Forty five per cent of pancreatic cancer patients aged 16 to 54 were told their symptoms were "nothing serious" or wrongly diagnosed with another condition, instead of being referred for extra tests, the poll found.
This compares to just 23% of patients over the age of 75, according to the survey of 441 patients.
"When it comes to pancreatic cancer we are still battling a serious challenge relating to low levels of awareness and unacceptably long waits for diagnosis," said Pancreatic Cancer UK's chief executive Alex Ford.

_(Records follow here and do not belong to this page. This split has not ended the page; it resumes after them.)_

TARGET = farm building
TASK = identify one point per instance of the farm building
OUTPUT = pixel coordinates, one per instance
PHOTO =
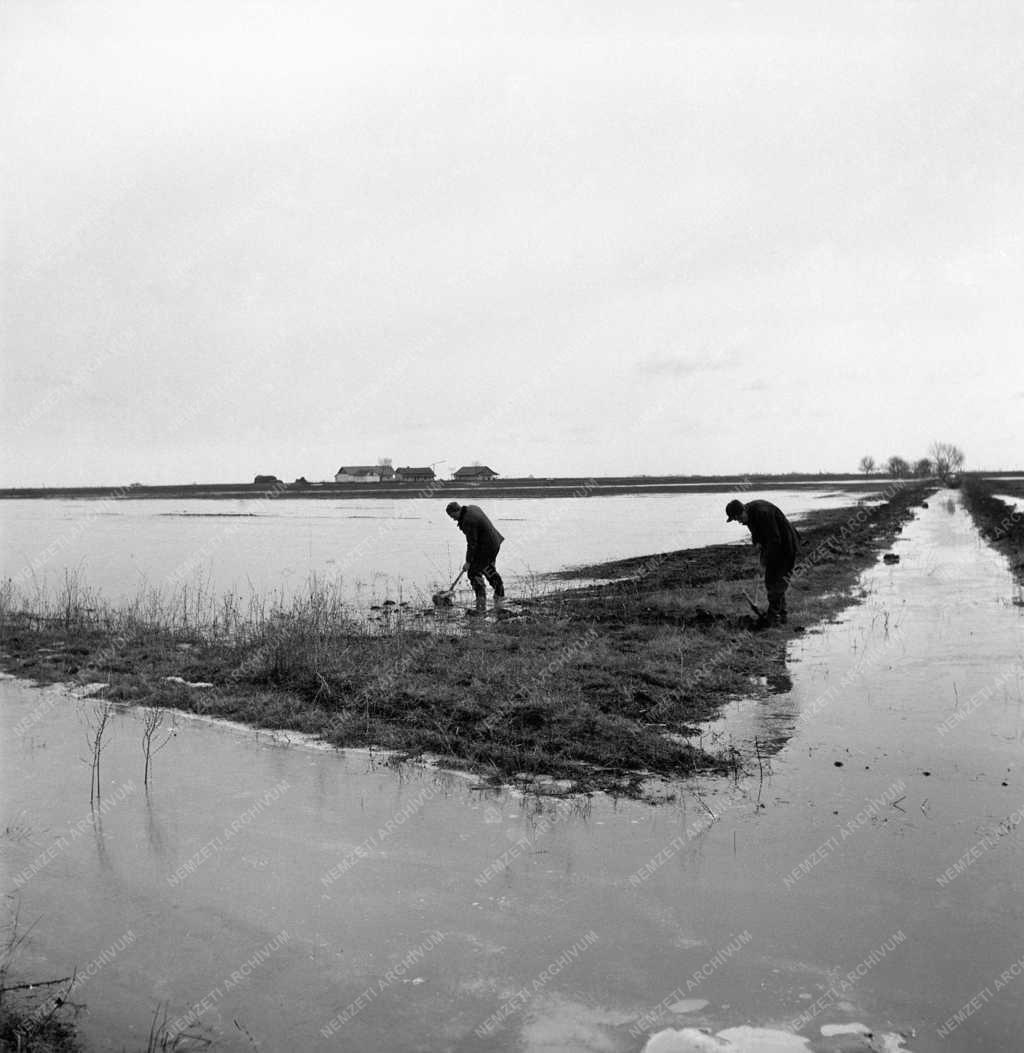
(418, 474)
(363, 473)
(475, 473)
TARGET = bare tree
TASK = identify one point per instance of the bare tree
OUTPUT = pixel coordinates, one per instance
(95, 727)
(151, 724)
(947, 459)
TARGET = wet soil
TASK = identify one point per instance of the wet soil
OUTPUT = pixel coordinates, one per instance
(599, 684)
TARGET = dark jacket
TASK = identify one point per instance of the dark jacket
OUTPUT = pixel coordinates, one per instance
(771, 531)
(483, 540)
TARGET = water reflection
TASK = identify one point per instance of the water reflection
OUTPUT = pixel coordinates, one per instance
(759, 726)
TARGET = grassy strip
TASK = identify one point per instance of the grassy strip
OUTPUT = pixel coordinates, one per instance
(599, 684)
(998, 522)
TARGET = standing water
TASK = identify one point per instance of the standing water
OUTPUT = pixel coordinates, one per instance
(866, 871)
(372, 549)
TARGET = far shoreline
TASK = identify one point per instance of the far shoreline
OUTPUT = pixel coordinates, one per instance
(520, 487)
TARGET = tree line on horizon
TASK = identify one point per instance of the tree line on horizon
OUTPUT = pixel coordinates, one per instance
(944, 459)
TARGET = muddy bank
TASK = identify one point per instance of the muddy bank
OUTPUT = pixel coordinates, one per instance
(997, 521)
(602, 684)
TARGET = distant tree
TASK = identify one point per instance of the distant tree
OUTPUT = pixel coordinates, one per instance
(946, 458)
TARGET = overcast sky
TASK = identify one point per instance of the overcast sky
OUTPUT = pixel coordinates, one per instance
(560, 237)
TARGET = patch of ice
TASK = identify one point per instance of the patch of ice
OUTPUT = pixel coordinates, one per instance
(830, 1030)
(688, 1006)
(743, 1039)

"Urgent action is required to counter poor symptoms awareness overall and specifically to understand why younger patients may be vulnerable to delayed diagnosis, though it should be noted the disease affects people of all ages. We must also challenge the widespread misconception that pancreatic cancer is exclusively a disease of the elderly - when in fact 25% of all cases of pancreatic cancer are diagnosed in people under the age of 65.
"It is unacceptable that it remains a disease where 80% of patients are diagnosed at a point when there is no option for curative treatment. Early diagnosis is vital if we are to improve survival - and greater awareness of symptoms is vital if we are to improve early diagnosis."
Symptoms of pancreatic cancer include unexplained weight loss, yellow skin or eyes and/or itchy skin, abdominal pain and oily floating faeces.